The scientific programme of the 3rd meeting is packed with presentations of multidisciplinary character. The speakers are aware of the context and adjust the material to create various perspectives on the discussed issues. At the same time, specialists from various disciplines may prioritise the topics according to their needs. Radiation oncologists, for instance, are looking forward to hearing the latest information on the modern radiotherapy techniques in urological malignancies, such as IMRT,IGRT, SBRT, according to Hoskin.

“The scientific committee made sure that these subjects well-represented throughout the meeting,” he said.

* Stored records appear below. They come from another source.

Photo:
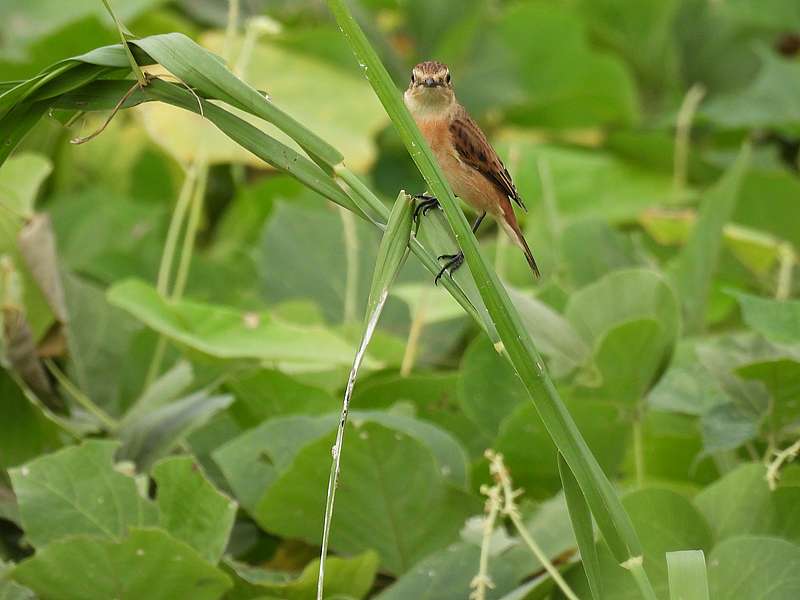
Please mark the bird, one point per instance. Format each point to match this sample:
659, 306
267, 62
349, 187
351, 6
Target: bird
469, 162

“Today, the multidisciplinary approach is no longer experimental, and indeed we are moving fast towards a more holistic approach to disease management,” said Prof. P.-A. Abrahamsson, EAU Secretary General. “We are now looking beyond the horizon – towards interdisciplinarity – and the possibility of a personalised treatment programme for all of our patients.”

The 3rd EMUC is jointly organized by the EAU, ESMO and ESTRO. The steering committee is comprised of Profs. P-A. Abrahamsson (EAU), M. Wirth (EAU), H-J. Schmoll (ESMO), J. Bourhis (ESTRO). The scientific committee is comprised of Prof. W. Artibani (EAU), M. Wirth (EAU), J. De Bono (ESMO), B. Escudier (ESMO), A. Bossi (ESTRO), P. Hoskin (ESTRO) and Susanne Osanto (EORTC).